The Divisional Round Terrible Voodoo Doll: D.P.O.Y Edition


The intangibles of course (See Voodoo when discussing intangibles). We here at the San Diego Sports Fan Collective have tried to replicate our routine over the last four weeks as best as possible, which of course leads us to our fourth installment of Voodoo. This week we have The Terrible Voodoo Doll in the Shadow of the Charger Power Towel: Defensive Player of The Year, James Harrison Edition.


Yes We Have a Towel Too...You Were First...Who Cares

We don't think Harrison can be stopped by human force alone so we have conjured his destruction in the form of a Voodoo Doll.
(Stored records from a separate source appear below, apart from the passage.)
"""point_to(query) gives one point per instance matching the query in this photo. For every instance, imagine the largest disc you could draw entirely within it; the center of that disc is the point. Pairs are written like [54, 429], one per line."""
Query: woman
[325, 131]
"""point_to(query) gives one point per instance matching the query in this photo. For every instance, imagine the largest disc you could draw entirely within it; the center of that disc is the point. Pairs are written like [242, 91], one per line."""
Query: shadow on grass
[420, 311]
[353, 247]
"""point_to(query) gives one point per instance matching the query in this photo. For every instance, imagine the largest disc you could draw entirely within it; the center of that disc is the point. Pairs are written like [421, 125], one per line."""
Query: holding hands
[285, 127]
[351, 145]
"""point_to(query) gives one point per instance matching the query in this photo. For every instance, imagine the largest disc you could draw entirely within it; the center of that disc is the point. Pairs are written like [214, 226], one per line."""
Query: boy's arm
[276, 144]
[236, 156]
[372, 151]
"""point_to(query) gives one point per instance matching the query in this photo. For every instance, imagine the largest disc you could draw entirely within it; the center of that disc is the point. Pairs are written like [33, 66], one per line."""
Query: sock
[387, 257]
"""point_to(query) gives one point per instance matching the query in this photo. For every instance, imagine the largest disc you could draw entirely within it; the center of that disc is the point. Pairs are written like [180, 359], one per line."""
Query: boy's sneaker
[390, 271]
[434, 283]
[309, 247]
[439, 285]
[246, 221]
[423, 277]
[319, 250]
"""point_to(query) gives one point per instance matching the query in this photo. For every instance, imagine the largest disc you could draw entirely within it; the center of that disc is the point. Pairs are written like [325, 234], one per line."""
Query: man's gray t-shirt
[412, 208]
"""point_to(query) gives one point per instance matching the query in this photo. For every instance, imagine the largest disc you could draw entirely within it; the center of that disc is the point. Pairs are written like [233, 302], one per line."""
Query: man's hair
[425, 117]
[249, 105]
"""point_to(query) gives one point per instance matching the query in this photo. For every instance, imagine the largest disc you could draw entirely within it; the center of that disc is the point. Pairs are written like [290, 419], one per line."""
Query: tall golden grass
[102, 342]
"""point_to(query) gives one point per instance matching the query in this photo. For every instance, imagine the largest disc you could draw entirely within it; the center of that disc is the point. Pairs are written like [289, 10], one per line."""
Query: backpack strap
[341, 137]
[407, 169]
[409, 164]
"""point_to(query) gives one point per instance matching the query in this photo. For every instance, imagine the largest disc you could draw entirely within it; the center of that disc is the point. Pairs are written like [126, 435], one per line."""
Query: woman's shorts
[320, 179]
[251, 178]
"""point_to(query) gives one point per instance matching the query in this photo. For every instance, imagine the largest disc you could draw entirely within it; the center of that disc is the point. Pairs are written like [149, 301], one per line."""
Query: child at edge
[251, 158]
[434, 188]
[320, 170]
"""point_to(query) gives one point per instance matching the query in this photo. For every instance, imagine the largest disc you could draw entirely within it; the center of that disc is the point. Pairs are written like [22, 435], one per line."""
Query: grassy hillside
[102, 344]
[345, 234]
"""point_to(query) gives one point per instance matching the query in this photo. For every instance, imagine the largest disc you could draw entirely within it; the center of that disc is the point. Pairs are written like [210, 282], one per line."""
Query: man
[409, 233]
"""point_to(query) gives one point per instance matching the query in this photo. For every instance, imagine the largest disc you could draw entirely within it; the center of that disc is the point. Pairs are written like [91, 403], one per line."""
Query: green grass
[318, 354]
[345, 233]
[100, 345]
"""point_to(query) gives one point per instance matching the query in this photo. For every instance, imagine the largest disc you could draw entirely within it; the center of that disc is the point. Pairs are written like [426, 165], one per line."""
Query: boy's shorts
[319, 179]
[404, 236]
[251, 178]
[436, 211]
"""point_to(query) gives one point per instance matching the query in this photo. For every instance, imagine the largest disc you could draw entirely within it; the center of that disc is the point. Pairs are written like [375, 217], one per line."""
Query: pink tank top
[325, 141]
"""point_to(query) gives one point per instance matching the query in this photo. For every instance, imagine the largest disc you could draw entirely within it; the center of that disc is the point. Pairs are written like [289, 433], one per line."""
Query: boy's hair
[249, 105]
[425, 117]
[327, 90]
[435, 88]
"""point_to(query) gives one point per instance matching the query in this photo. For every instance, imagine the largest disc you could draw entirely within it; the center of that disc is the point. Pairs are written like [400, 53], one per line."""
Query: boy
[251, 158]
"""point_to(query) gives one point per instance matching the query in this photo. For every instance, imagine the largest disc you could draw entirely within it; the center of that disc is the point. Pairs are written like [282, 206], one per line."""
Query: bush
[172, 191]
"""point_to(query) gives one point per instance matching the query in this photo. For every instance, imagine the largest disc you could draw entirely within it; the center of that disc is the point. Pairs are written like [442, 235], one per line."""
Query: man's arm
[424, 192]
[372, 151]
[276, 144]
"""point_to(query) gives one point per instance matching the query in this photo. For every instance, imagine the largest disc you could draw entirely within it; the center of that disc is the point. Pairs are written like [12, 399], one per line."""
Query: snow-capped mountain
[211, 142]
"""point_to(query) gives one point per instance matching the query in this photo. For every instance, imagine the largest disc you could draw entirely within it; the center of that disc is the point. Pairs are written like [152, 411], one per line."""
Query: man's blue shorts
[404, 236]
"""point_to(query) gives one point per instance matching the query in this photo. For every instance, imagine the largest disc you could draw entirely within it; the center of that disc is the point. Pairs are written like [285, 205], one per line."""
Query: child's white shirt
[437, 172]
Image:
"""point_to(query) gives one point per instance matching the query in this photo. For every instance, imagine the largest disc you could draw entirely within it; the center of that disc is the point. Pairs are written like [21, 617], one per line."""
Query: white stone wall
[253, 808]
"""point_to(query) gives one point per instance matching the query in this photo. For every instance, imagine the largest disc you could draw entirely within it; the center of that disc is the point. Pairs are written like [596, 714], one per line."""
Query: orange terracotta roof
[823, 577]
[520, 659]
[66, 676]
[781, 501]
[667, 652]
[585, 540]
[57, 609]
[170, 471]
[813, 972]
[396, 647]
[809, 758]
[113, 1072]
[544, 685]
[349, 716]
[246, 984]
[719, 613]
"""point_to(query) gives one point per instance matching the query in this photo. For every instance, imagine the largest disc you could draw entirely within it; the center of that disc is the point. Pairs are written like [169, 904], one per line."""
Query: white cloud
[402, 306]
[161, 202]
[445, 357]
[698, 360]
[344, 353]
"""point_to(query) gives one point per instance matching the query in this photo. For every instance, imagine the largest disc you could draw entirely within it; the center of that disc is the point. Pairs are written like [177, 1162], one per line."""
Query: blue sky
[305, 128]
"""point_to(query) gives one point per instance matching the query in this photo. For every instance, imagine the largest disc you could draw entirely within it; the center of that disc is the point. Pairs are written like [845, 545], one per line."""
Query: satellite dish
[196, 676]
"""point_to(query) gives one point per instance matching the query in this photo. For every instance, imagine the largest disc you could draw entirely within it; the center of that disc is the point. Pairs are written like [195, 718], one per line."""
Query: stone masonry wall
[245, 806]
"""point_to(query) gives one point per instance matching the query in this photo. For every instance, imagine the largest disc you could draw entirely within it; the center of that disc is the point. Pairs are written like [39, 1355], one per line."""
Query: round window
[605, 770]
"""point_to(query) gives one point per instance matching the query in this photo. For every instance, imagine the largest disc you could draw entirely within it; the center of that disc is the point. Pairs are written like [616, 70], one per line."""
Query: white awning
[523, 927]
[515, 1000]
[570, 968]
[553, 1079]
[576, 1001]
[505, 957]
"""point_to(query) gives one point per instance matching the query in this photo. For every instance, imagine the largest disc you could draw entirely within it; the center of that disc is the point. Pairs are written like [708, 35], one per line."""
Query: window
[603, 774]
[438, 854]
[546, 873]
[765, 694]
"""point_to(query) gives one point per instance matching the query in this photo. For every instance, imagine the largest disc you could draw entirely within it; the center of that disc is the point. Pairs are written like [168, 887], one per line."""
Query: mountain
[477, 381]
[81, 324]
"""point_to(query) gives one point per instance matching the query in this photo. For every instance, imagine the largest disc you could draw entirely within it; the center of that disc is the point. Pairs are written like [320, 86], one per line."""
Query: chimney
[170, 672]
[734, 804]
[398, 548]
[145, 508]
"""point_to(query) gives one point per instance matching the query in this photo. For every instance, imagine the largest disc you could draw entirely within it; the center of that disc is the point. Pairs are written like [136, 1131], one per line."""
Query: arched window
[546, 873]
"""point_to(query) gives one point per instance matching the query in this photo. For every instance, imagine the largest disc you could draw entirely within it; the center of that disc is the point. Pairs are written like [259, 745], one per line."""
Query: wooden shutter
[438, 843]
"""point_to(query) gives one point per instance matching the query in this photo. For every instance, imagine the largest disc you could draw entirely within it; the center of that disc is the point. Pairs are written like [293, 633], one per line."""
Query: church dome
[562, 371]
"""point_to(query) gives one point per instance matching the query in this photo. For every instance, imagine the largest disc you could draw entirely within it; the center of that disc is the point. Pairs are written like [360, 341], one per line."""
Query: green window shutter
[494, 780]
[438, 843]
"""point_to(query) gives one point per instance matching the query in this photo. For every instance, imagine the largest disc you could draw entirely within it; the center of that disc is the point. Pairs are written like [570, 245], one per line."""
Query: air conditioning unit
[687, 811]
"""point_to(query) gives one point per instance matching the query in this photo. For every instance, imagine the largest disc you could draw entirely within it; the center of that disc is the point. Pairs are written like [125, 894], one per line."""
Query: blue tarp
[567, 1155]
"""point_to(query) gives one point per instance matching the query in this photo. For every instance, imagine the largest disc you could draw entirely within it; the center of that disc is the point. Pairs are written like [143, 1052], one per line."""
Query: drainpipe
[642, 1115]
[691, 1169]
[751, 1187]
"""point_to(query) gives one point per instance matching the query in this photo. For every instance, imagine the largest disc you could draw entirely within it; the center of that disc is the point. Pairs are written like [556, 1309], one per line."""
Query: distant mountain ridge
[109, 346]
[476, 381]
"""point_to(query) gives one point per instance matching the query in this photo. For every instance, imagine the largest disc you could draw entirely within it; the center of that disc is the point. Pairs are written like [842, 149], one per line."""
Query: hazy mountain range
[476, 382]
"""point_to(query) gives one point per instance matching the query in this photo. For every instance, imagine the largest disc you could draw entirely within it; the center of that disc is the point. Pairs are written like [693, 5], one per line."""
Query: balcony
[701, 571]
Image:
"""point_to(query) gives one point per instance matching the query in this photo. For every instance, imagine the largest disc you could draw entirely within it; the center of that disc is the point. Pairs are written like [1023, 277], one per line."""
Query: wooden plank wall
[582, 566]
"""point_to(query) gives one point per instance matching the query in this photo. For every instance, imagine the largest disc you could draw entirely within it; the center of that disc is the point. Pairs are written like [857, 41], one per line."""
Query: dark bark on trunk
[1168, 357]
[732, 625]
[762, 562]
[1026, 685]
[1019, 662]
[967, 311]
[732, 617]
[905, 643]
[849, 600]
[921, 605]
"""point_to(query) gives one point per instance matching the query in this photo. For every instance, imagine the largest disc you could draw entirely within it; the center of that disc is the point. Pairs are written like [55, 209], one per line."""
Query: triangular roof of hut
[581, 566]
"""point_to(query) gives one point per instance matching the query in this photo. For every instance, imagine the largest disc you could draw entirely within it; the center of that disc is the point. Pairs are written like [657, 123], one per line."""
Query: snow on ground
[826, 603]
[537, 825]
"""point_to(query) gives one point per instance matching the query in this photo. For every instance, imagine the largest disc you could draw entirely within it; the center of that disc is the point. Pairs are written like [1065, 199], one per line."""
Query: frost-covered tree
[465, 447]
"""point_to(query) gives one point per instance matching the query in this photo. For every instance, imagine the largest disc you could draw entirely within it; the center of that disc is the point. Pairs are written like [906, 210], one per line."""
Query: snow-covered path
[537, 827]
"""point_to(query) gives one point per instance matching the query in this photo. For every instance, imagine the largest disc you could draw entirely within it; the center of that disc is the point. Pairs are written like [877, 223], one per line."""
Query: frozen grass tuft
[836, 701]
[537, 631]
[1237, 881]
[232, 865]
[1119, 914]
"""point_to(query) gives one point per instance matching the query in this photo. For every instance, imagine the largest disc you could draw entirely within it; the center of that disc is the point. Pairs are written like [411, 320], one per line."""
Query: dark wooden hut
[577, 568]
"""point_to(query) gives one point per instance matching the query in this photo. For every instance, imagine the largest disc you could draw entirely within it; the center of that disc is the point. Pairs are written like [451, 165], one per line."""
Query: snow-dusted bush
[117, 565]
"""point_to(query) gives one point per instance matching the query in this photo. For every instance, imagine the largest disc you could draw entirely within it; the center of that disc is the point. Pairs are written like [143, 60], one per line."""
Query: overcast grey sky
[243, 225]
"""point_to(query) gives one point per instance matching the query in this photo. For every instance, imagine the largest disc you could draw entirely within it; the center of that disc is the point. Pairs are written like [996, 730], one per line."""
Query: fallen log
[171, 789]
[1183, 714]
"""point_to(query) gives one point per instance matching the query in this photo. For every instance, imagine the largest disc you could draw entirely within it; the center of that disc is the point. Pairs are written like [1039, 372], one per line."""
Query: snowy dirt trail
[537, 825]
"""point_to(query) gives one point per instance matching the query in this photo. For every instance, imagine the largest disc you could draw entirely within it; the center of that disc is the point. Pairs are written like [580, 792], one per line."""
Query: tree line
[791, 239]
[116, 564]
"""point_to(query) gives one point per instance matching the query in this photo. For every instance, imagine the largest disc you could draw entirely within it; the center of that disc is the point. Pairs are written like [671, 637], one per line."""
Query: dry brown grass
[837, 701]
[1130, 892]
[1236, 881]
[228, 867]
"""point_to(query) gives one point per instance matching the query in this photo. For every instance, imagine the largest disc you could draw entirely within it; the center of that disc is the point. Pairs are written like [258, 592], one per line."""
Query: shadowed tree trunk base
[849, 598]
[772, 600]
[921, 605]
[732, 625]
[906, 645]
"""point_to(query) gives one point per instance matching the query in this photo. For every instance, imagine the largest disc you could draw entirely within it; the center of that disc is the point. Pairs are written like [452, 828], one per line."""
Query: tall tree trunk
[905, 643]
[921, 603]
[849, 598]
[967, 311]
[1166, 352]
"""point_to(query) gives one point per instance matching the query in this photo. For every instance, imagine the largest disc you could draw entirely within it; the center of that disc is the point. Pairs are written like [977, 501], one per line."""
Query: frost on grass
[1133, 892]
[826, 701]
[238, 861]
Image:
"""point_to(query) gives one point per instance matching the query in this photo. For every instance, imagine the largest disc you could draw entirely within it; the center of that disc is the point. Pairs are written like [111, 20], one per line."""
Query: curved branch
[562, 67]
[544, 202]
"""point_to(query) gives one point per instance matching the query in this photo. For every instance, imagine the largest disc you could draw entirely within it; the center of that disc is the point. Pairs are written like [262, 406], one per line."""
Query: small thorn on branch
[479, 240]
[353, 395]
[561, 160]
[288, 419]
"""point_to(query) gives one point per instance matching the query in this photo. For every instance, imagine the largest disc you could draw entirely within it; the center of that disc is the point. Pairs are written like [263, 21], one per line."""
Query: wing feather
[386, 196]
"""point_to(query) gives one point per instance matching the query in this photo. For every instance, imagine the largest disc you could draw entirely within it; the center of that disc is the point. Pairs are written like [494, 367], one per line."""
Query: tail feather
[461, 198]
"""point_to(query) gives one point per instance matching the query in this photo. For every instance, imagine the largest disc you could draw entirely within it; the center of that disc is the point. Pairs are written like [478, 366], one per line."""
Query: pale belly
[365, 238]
This is no ordinary Voodoo Doll. A trip to the Salvation Army brought us to a doll, direct from Kenya...a nation with Voodoo practicing elements. Fate? We think so. Look at the native beads draped over Harrison's shoulder...we stuck him up good...it may be our only hope.

Fuckin' lip stick? Shit, man....Hey....I'm a SC Trojan...that shit ain't right!

Keep something in mind. The Voodoo Doll tradition began back on December 21st with a Voodoo Snowman when the Chargers were facing the most dire of circumstances. The Chargers could have won their difficult East Coast road game and still been eliminated by virtue of a Bronco home victory versus a fledgling Bills squad.... but they persevered...they survived... and they advanced. Then came Voodoo on Jay Cutler followed by The Manning de Milo.... which has led us ultimately to fate... January 11th at Heinz field. Why do I mention this? Our Voodoo began in Tampa Bay on 12/21 and our Voodoo seems to be preordained to end in Tampa Bay, site of Superbowl XLIII.

Is this fate? We think so.... a fate we will explain after our 20-17 victory this afternoon.